From 22684ec98fb8bb64573784d229ed1c0a45bee901 Mon Sep 17 00:00:00 2001
From: NanoCode012 <nano@axolotl.ai>
Date: Tue, 13 May 2025 20:40:52 +0700
Subject: [PATCH] feat: add draft wizard cli

---
 src/axolotl/cli/main.py   |   7 +
 src/axolotl/cli/wizard.py | 429 ++++++++++++++++++++++++++++++++++++++
 2 files changed, 436 insertions(+)
 create mode 100644 src/axolotl/cli/wizard.py

diff --git a/src/axolotl/cli/main.py b/src/axolotl/cli/main.py
index 601add709..81c85e2e6 100644
--- a/src/axolotl/cli/main.py
+++ b/src/axolotl/cli/main.py
@@ -342,6 +342,13 @@ def delinearize_llama4(model: str, output: str) -> None:
     do_delinearize_llama4(model, output)
 
 
+@cli.command()
+def wizard():
+    from axolotl.cli.wizard import do_wizard
+
+    do_wizard()
+
+
 cli.add_command(lm_eval)
 
 
diff --git a/src/axolotl/cli/wizard.py b/src/axolotl/cli/wizard.py
new file mode 100644
index 000000000..430e37ca2
--- /dev/null
+++ b/src/axolotl/cli/wizard.py
@@ -0,0 +1,429 @@
+"""Wizard for creating yaml configs."""
+
+import click
+import torch
+import yaml
+from packaging import version
+from transformers.training_args import OptimizerNames
+
+from axolotl.cli.art import print_axolotl_text_art
+from axolotl.utils.dict import DictDefault
+from axolotl.utils.models import load_model_config
+from axolotl.utils.schemas.enums import CustomSupportedOptimizers
+
+
+def do_wizard():
+    print_axolotl_text_art()
+
+    # Ask where to save the config
+    cfg = DictDefault({})
+    config_path = click.prompt(
+        "Where do you want to save the config?", type=str, default="config.yaml"
+    )
+
+    # Ask base model
+    base_model = click.prompt("What base model do you want to use?", type=str)

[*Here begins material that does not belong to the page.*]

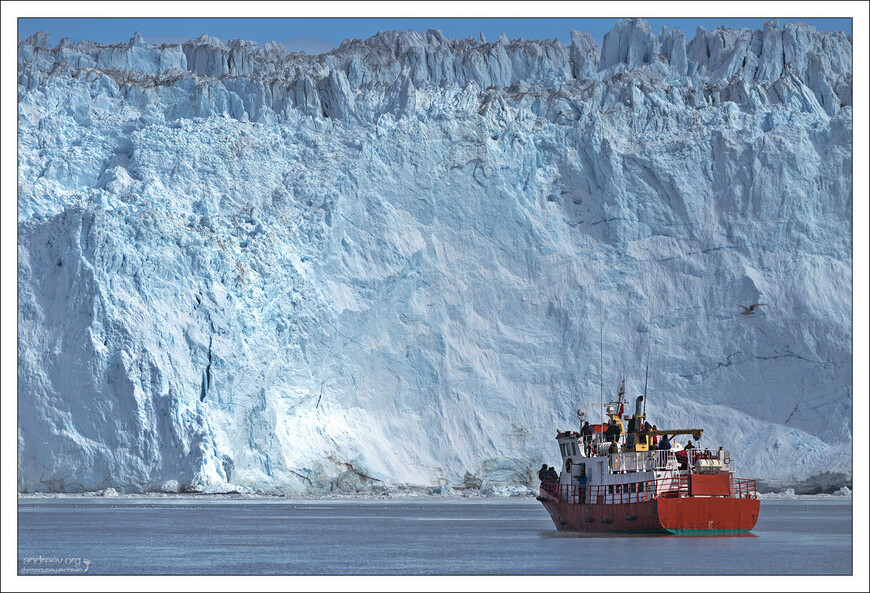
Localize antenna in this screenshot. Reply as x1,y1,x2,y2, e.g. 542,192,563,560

+    cfg["base_model"] = base_model.strip()
+
+    # Ask whether want to enable Vision model
+    # TODO: check if model has vision layers instead of asking user
+    train_vision_model = click.confirm(
+        "If this model has vision layers, do you want to train them?", default=False
+    )
+
+    if train_vision_model:
+        cfg["processor_type"] = "AutoProcessor"
+        cfg["skip_prepare_dataset"] = True
+        cfg["remove_unused_columns"] = False
+        cfg["sample_packing"] = False
+
+    # Ask whether they want to set any advanced model features (custom tokenizer, custom config, etc)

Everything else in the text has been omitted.